Change-Id: I9e7070fa6da4085ea858f64141529a7a23a86534
Reviewed-on: http://gerrit.cloudera.org:8080/15777
Reviewed-by: Andrew Sherman <asherman@cloudera.com>
Tested-by: Impala Public Jenkins <impala-public-jenkins@cloudera.com>
This is the main patch for making the the impala-shell cross-compatible with
python 2 and python 3. The goal is wind up with a version of the shell that will
pass python e2e tests irrepsective of the version of python used to launch the
shell, under the assumption that the test framework itself will continue to run
with python 2.7.x for the time being.
Notable changes for reviewers to consider:
- With regard to validating the patch, my assumption is that simply passing
the existing set of e2e shell tests is sufficient to confirm that the shell
is functioning properly. No new tests were added.
- A new pytest command line option was added in conftest.py to enable a user
to specify a path to an alternate impala-shell executable to test. It's
possible to use this to point to an instance of the impala-shell that was
installed as a standalone python package in a separate virtualenv.
Example usage:
USE_THRIFT11_GEN_PY=true impala-py.test --shell_executable=/<path to virtualenv>/bin/impala-shell -sv shell/test_shell_commandline.py
The target virtualenv may be based on either python3 or python2. However,
this has no effect on the version of python used to run the test framework,
which remains tied to python 2.7.x for the foreseeable future.

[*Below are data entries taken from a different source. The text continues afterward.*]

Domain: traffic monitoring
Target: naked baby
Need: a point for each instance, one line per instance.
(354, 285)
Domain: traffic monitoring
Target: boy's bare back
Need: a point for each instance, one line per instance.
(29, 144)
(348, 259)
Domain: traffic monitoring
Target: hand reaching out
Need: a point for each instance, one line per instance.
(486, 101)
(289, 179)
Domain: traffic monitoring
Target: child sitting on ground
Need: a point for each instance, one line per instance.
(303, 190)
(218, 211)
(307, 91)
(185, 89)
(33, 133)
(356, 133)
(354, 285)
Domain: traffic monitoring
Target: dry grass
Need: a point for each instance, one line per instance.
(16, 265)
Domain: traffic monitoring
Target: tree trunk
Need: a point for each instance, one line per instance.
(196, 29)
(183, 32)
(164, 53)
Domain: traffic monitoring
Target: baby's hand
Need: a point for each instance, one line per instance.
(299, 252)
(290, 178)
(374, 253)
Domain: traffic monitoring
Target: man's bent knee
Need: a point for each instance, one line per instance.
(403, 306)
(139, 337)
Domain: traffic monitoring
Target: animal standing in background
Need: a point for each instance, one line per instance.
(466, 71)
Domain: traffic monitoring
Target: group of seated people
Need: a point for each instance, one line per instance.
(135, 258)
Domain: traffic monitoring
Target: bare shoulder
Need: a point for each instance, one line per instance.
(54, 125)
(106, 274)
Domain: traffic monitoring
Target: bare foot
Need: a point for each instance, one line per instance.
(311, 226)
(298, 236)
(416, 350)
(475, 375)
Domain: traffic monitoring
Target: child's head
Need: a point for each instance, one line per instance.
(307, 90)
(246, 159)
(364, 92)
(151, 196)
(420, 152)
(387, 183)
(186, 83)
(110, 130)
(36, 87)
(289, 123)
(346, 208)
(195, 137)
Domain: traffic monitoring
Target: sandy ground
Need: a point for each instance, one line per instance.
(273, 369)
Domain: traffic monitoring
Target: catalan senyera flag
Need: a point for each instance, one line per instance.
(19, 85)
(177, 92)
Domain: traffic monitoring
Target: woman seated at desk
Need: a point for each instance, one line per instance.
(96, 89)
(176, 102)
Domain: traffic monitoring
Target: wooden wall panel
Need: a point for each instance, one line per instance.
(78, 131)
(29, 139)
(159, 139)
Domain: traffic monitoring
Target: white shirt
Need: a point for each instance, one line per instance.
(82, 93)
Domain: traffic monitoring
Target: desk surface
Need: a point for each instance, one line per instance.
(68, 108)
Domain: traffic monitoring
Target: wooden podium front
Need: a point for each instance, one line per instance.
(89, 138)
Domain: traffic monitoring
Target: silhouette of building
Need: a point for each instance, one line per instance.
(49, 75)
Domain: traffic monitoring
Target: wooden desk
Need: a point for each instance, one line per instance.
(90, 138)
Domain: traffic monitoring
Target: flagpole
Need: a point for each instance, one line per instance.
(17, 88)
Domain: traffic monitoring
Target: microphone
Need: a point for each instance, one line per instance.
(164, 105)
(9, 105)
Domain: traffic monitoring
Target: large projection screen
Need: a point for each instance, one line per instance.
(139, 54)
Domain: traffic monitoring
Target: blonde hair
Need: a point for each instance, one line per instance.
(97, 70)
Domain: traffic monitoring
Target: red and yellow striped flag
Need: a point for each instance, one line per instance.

- The $IMPALA_HOME/bin/impala-shell.sh now sets up the impala-shell python
environment independenty from bin/set-pythonpath.sh. The default version
of thrift is thrift-0.11.0 (See IMPALA-9489).
- The wording of the header changed a bit to include the python version
used to run the shell.
Starting Impala Shell with no authentication using Python 3.7.5
Opened TCP connection to localhost:21000
...
OR
Starting Impala Shell with LDAP-based authentication using Python 2.7.12
Opened TCP connection to localhost:21000
...
- By far, the biggest hassle has been juggling str versus unicode versus
bytes data types. Python 2.x was fairly loose and inconsistent in
how it dealt with strings. As a quick demo of what I mean:
Python 2.7.12 (default, Nov 12 2018, 14:36:49)
[GCC 5.4.0 20160609] on linux2
Type "help", "copyright", "credits" or "license" for more information.
>>> d = 'like a duck'
>>> d == str(d) == bytes(d) == unicode(d) == d.encode('utf-8') == d.decode('utf-8')
True
...and yet there are weird unexpected gotchas.
>>> d.decode('utf-8') == d.encode('utf-8')
True
>>> d.encode('utf-8') == bytearray(d, 'utf-8')
True
>>> d.decode('utf-8') == bytearray(d, 'utf-8') # fails the eq property?
False
As a result, this was inconsistency was reflected in the way we handled
strings in the impala-shell code, but things still just worked.
In python3, there's a much clearer distinction between strings and bytes, and
as such, much tighter type consistency is expected by standard libs like
subprocess, re, sqlparse, prettytable, etc., which are used throughout the
shell. Even simple calls that worked in python 2.x:
>>> import re
>>> re.findall('foo', b'foobar')
['foo']
...can throw exceptions in python 3.x:
>>> import re
>>> re.findall('foo', b'foobar')
Traceback (most recent call last):
File "<stdin>", line 1, in <module>
File "/data0/systest/venvs/py3/lib/python3.7/re.py", line 223, in findall
return _compile(pattern, flags).findall(string)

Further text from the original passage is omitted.